The muscles commonly investigated in the gait laboratory when assessing cerebral palsy patients are rectus femoris, vastus lateralis, semitendinosus (medial hamstring), anterior tibialis, and gastrocnemius. The EMG signals from the electrodes are sent to an EMG backpack unit ( MA 310, Motion Lab Systems, Baton Rouge, LA) generally attached to the back of the patient. The EMG signal obtained from the electrode is sent to the pre-amplifier stage with gain of approximately 300Hz, the signal is then conditioned using multiplexers and filters and then through a differential amplifier with a band pass filter with frequency of 10-5000Hz. The sampling rate of EMG data in a gait laboratory is approximately 1000Hz. (Nuffield Orthopedic Center Gait Laboratory, Oxford).
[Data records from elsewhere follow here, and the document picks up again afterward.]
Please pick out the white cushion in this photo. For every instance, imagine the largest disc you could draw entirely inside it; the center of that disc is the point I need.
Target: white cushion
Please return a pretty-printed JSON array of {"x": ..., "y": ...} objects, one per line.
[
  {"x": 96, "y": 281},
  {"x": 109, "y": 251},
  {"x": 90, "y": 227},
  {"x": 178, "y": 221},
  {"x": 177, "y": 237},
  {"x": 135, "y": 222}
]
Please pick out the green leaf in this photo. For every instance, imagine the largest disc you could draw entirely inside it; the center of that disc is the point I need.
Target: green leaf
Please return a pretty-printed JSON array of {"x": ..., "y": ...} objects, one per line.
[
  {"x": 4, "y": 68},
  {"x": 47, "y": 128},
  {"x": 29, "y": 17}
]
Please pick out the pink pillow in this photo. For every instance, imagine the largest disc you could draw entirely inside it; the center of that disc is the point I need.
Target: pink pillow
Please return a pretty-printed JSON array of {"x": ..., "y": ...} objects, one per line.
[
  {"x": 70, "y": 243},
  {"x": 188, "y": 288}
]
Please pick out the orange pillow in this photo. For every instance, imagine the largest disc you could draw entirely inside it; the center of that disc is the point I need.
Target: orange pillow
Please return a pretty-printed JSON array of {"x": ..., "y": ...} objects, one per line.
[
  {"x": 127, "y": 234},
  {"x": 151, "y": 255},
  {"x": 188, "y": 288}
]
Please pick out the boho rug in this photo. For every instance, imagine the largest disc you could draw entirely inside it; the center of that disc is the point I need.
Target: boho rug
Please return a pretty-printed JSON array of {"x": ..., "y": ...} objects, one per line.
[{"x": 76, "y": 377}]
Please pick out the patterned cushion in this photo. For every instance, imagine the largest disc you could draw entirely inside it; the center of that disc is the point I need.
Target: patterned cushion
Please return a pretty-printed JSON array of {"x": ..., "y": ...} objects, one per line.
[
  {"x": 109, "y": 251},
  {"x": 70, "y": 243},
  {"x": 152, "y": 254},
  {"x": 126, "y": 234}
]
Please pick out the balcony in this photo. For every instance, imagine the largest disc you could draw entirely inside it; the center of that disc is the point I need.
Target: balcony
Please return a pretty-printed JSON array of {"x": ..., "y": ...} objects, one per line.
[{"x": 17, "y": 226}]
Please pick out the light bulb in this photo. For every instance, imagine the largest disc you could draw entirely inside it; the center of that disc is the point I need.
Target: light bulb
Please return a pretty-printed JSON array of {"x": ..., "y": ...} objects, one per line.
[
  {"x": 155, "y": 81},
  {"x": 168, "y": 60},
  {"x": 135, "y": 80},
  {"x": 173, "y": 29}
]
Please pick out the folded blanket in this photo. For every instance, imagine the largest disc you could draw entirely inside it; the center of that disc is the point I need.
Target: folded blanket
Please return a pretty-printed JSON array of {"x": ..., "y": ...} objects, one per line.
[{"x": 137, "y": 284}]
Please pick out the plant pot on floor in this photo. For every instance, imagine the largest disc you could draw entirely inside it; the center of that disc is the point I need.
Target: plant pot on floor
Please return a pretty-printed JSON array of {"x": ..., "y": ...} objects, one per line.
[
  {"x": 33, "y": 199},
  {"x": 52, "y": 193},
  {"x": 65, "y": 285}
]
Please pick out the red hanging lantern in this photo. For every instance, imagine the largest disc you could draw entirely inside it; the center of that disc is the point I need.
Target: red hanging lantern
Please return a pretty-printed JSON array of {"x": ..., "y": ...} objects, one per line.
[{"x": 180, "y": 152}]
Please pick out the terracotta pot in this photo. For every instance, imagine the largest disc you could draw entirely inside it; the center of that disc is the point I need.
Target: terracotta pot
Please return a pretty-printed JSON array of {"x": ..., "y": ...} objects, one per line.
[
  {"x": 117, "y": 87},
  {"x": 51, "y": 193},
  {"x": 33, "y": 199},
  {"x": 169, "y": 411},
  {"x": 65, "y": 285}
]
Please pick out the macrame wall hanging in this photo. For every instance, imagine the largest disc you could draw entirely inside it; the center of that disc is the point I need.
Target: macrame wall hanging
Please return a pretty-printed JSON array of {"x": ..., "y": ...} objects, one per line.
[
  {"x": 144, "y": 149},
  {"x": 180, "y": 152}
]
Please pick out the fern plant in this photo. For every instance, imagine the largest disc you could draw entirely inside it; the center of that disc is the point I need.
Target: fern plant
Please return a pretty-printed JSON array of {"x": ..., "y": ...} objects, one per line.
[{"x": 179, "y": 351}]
MyoKinetic Interface (MKI): Surface electrodes are prone to get detached while the patient is walking hence making EMG acquisition a difficult and laborious technique. In order to eliminate this drawback, a new technique has been developed recently that assesses muscle activity as a 2-dimensional map of dynamic pressure produced in limbs during gait analysis known as MyoKinetic Interface (MKI). The MKI system consists of a wearable sleeve with an array of force-sensitive resistors aligned comfortably over the major muscles of the thigh or shank, measuring kinetic activity that results from a muscle contraction.

A number of results have proved a close correlation between results of MKI and EMG during gait analysis. It has also been proved that MKI system is far more repeatable than the customary EMG system for a gait analysis.

The other advantages of MKI system over surface EMG system are: MKI system detects both superficial as well as deep muscular activity where as surface EMG cannot detect deep muscle activities. MKI system eliminates the need of skin preparation before testing and it is comfortable for the patients (Wininger, M. et al., 2005). Very little is published in literature about the MKI system; however it is a very promising technique and in order to realize the maximum potential more research need to be done.